The last thing that struck me was the incredible diversity of reptiles past and present: Parareptilia, Testudinata (includes turtles), Sauropterygia (includes ichthyosaurs and other marine reptiles), Lepidosauromorpha (includes lizards and snakes), and Archosauromorpha (includes groups leading to both crocodiles (Pseudosuchia) and pterosaurs, dinosaurs and birds* (Avemetatarsalia)).
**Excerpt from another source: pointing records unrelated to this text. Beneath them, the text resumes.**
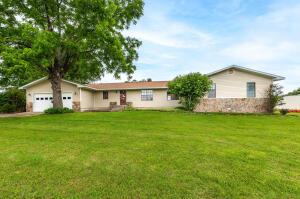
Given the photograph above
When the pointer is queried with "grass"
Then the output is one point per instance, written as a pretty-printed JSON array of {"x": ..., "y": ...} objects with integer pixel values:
[{"x": 150, "y": 154}]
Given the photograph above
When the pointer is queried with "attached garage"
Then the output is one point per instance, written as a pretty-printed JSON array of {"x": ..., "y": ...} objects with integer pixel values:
[
  {"x": 39, "y": 95},
  {"x": 43, "y": 101}
]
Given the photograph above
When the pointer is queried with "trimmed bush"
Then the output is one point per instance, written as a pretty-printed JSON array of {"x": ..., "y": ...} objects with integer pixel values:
[
  {"x": 58, "y": 111},
  {"x": 284, "y": 111}
]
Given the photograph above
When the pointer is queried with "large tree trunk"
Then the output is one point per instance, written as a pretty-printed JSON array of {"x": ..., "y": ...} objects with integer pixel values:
[{"x": 55, "y": 80}]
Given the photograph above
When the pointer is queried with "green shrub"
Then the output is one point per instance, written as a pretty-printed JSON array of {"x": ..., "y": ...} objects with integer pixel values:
[
  {"x": 284, "y": 111},
  {"x": 12, "y": 100},
  {"x": 8, "y": 108},
  {"x": 190, "y": 89},
  {"x": 58, "y": 111}
]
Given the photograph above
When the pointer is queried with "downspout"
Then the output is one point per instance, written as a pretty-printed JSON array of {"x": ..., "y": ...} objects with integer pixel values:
[{"x": 80, "y": 98}]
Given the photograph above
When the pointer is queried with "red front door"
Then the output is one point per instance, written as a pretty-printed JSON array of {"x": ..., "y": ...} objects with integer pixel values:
[{"x": 123, "y": 97}]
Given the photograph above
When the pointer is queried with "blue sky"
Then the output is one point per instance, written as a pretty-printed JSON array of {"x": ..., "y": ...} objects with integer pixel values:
[{"x": 182, "y": 36}]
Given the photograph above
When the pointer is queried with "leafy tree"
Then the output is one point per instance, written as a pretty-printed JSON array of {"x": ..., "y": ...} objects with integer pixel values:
[
  {"x": 75, "y": 39},
  {"x": 190, "y": 89},
  {"x": 294, "y": 92},
  {"x": 275, "y": 97}
]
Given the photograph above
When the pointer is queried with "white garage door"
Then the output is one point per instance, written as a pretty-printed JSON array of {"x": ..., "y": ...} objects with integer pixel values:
[{"x": 43, "y": 101}]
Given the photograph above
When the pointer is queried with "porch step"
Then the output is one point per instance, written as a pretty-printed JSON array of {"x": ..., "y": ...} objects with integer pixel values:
[{"x": 117, "y": 108}]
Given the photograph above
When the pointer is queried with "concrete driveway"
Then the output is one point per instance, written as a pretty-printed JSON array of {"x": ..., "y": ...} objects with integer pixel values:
[{"x": 24, "y": 114}]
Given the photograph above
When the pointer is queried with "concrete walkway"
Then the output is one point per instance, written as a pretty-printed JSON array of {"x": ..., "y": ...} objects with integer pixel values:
[{"x": 24, "y": 114}]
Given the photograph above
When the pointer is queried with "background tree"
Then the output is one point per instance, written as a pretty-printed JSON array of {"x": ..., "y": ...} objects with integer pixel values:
[
  {"x": 75, "y": 39},
  {"x": 190, "y": 89},
  {"x": 294, "y": 92},
  {"x": 275, "y": 97},
  {"x": 12, "y": 100}
]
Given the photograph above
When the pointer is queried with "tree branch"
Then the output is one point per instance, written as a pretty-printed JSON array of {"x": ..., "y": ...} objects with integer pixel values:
[{"x": 49, "y": 23}]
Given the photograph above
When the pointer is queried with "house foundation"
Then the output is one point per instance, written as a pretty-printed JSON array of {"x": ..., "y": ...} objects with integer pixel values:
[{"x": 233, "y": 105}]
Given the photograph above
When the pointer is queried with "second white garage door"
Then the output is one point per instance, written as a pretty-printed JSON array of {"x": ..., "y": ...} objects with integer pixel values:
[{"x": 43, "y": 101}]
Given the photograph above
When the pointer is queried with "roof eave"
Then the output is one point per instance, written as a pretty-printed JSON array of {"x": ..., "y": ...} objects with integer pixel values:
[
  {"x": 142, "y": 88},
  {"x": 274, "y": 77}
]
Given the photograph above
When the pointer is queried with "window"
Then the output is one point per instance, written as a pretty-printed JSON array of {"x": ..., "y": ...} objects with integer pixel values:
[
  {"x": 105, "y": 94},
  {"x": 171, "y": 96},
  {"x": 147, "y": 95},
  {"x": 213, "y": 91},
  {"x": 251, "y": 89}
]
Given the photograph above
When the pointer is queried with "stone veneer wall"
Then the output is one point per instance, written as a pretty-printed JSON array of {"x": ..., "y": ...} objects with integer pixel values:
[
  {"x": 76, "y": 106},
  {"x": 29, "y": 107},
  {"x": 233, "y": 105}
]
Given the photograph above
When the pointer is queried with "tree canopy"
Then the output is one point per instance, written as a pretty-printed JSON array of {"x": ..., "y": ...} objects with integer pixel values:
[
  {"x": 75, "y": 39},
  {"x": 190, "y": 89}
]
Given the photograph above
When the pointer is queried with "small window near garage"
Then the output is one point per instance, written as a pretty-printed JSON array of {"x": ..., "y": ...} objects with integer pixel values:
[
  {"x": 251, "y": 89},
  {"x": 171, "y": 96},
  {"x": 213, "y": 91},
  {"x": 105, "y": 94},
  {"x": 147, "y": 95}
]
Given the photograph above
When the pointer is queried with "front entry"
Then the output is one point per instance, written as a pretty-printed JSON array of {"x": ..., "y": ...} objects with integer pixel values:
[{"x": 122, "y": 97}]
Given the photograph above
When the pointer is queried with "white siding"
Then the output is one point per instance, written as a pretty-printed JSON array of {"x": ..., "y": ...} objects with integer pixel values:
[
  {"x": 235, "y": 85},
  {"x": 134, "y": 96},
  {"x": 87, "y": 100}
]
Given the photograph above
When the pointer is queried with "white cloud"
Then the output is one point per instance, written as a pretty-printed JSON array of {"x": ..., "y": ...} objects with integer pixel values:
[{"x": 269, "y": 42}]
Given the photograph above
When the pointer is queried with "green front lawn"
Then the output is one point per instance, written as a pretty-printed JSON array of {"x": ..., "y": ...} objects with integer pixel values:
[{"x": 150, "y": 154}]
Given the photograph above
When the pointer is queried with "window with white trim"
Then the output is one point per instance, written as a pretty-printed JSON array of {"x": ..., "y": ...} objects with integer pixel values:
[
  {"x": 171, "y": 96},
  {"x": 213, "y": 91},
  {"x": 105, "y": 94},
  {"x": 147, "y": 95},
  {"x": 251, "y": 90}
]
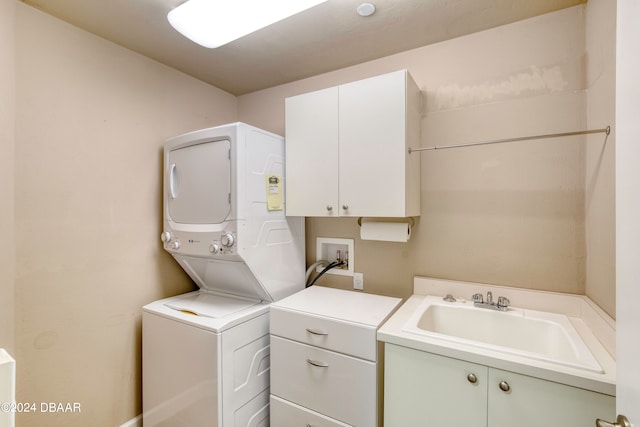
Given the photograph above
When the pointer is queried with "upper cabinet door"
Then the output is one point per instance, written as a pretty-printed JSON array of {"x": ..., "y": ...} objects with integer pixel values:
[
  {"x": 347, "y": 149},
  {"x": 312, "y": 154},
  {"x": 372, "y": 154}
]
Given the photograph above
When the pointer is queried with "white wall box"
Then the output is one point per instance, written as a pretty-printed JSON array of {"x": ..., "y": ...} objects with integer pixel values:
[
  {"x": 446, "y": 391},
  {"x": 347, "y": 149},
  {"x": 324, "y": 353}
]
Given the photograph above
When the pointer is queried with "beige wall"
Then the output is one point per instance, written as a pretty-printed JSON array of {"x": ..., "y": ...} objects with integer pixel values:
[
  {"x": 600, "y": 156},
  {"x": 511, "y": 214},
  {"x": 7, "y": 117},
  {"x": 91, "y": 120}
]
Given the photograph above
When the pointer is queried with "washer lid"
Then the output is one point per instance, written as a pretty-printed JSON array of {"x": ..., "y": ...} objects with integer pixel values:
[{"x": 209, "y": 305}]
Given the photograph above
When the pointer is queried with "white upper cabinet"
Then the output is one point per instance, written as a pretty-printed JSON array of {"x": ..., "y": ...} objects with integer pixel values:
[{"x": 347, "y": 149}]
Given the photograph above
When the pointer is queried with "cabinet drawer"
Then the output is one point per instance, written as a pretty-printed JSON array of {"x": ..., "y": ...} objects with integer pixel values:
[
  {"x": 341, "y": 387},
  {"x": 349, "y": 338},
  {"x": 287, "y": 414}
]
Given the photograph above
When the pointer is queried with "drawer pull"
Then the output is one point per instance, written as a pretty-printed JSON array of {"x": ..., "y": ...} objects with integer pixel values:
[
  {"x": 318, "y": 364},
  {"x": 315, "y": 332}
]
What a wondrous diversity to behold!
Although some basic information on biology is included for all groups, there is no space for much detail, and Sues refers readers to other reference works (a very limited sampling of that includes works such as Anatomy, Phylogeny and Palaeobiology of Early Archosaurs and their Kin for early reptiles, Biology and Evolution of Crocodylians for crocodiles and alligators, Mark Witton’s excellent Pterosaurs: Natural History, Evolution, Anatomy, and, for dinosaurs, The Sauropod Dinosaurs: Life in the Age of Giants, The Dinosauria, or The Complete Dinosaur).
For advanced students and professionals working in the fields of herpetology, evolutionary biology, vertebrate zoology, or palaeontology this technical reference work is a must-have. Overviews like these do not come along often as they require a tremendous amount of knowledge, time, and patience to write. Sues is to be commended for taking on this herculean effort, as is the publisher for supporting and publishing this kind of scholarship.
*Birds, though descended from theropod dinosaurs and thus technically part of reptiles, are excluded and have their own book, The Rise of Birds: 225 Million Years of Evolution.